DoD Proposes to Expand Presumption of Development at Private Expense for “Major Weapons Systems”
The Department of Defense (DoD) has proposed to revise the data rights provisions of the Defense Federal Acquisition Regulation Supplement (DFARS) in order to implement section 813(a) of the National Defense Authorization Act (NDAA) for Fiscal Year (FY) 2016 (Pub. L. 114-92).
These proposed revisions generally work to the advantage of federal contractors, expanding existing presumptions of development at private expense.
In general, the DFARS permits contractors to assert restrictions on their technical data that limit the Government's rights to use and disseminate that technical data, and permits contracting officers to challenge those assertions if reasonable grounds exist to question their validity. At present, the DFARS contains two significant presumptions regarding technical data, which are designed to more clearly circumscribe when a data rights challenge is appropriate:
(1) the "Commercial Rule," wherein a contracting officer is required to presume that a commercial item has been developed entirely at private expense, unless shown otherwise in accordance with certain procedures;1 and
(2) the "Major Systems Rule,"2 which functions as an exception to the Commercial Rule, and provides that a contracting officer's challenge to asserted restrictions on technical data relating to a major system3 shall be sustained unless the contractor or subcontractor submits information demonstrating that the item was developed exclusively at private expense. However, there is an exception to the Major Systems Rule for commercially available off-the-shelf (COTS) items, which remain subject to the Commercial Rule in all cases.
While the Commercial Rule generally works to the advantage of the contractor, an item that qualifies as a major system, or a component or subsystem of a major subsystem, is not entitled to the presumption of the Commercial Rule if the item is commercial but does not rise to the level of a COTS item.4 This includes minor modifications to a major system, component, or subsystem. In each case, the item is presumed to have been developed at the Government's expense even if it is a commercial item.

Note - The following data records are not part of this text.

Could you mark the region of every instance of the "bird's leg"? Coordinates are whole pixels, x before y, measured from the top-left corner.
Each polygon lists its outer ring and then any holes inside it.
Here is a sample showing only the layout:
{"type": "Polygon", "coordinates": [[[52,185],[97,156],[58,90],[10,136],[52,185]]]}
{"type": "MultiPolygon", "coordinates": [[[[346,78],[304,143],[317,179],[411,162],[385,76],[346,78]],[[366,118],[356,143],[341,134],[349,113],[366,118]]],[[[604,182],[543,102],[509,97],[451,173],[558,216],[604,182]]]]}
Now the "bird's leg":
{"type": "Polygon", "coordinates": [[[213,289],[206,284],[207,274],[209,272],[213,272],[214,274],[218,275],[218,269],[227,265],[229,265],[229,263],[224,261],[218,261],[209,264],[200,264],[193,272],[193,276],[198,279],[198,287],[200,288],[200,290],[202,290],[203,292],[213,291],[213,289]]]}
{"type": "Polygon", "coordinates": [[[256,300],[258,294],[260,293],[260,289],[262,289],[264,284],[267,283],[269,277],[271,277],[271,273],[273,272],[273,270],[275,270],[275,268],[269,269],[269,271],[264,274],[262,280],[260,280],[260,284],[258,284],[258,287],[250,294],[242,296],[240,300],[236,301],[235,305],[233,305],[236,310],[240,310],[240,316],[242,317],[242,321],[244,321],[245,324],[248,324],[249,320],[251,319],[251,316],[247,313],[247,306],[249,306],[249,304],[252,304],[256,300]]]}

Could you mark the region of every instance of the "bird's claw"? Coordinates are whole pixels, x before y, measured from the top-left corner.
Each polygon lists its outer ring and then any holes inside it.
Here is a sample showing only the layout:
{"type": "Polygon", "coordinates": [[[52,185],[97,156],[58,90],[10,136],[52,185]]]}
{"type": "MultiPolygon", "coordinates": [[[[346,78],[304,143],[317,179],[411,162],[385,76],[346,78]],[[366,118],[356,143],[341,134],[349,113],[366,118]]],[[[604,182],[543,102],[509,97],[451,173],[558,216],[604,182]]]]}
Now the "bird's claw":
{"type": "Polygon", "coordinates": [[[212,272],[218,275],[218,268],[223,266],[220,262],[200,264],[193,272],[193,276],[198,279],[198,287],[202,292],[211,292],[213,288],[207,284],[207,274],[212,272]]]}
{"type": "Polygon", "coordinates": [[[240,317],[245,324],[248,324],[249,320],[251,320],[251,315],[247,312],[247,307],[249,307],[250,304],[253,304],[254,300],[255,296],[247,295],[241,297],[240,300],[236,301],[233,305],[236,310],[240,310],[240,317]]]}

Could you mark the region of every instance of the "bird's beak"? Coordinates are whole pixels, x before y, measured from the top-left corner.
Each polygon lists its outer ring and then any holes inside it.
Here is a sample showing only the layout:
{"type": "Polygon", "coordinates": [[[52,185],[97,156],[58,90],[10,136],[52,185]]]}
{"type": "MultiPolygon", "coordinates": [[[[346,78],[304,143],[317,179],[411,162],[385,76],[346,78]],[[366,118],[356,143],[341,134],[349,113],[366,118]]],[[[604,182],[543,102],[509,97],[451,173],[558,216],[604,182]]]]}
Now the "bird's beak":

This leaves the decision to challenge the data rights assertion in the discretion of the contracting officer, and can result in unnecessary challenges – expending unnecessary time and resources of both the contractor and the contracting officer.
Under the proposed rewrite, the Commercial Rule would remain intact, but the Major Systems Rule would expand the list of items presumed developed at private expense.
First, the Major Systems Rule would be revised to only apply to major weapons systems5 – and more appropriately retitled the "Major Weapons System Rule."6 Thus, major systems that are not major weapons systems would remain subject to the beneficial presumption of the Commercial Rule.
Second, the COTS exception to the Major Systems Rule has been expanded in the new Major Weapons Systems Rule to include three more categories of items that always would be subject to the Commercial Rule:
(i) COTS items with modifications of a type customarily available in the commercial marketplace or minor modifications made to meet Federal Government requirements;
(ii) commercial subsystems or components of a major weapon system, if the major weapon system was acquired as a commercial item in accordance with 10 U.S.C. § 2379(a); and
(iii) components of a subsystem, if the subsystem was acquired as a commercial item in accordance with 10 U.S.C. § 2379(b).7
These revisions address the shortcomings in the existing rule, extending the presumption of development at private expense to all commercial items relevant to a major weapons system. This should, in theory, reduce the number of data rights challenges brought by contracting officers and improve contractors' data rights position vis-à-vis the Government – particularly for contractors who are primarily in commercial items businesses.
DoD will be accepting comments on this proposed rule until July 11, 2016.
In the context of DoD acquisitions, a "major system" generally refers to a system fulfilling a mission need and for which the total expenditures for research, development, test, and evaluation for the system are estimated to be more than US$185 million. See FAR Part 2.101.
In order to qualify as a "COTS" item, the item must not only be a commercial item, but must also be sold in substantial quantities in the commercial marketplace, and offered to the Government without modification and in the same form in which it is sold in the commercial marketplace. See FAR Part 2.101.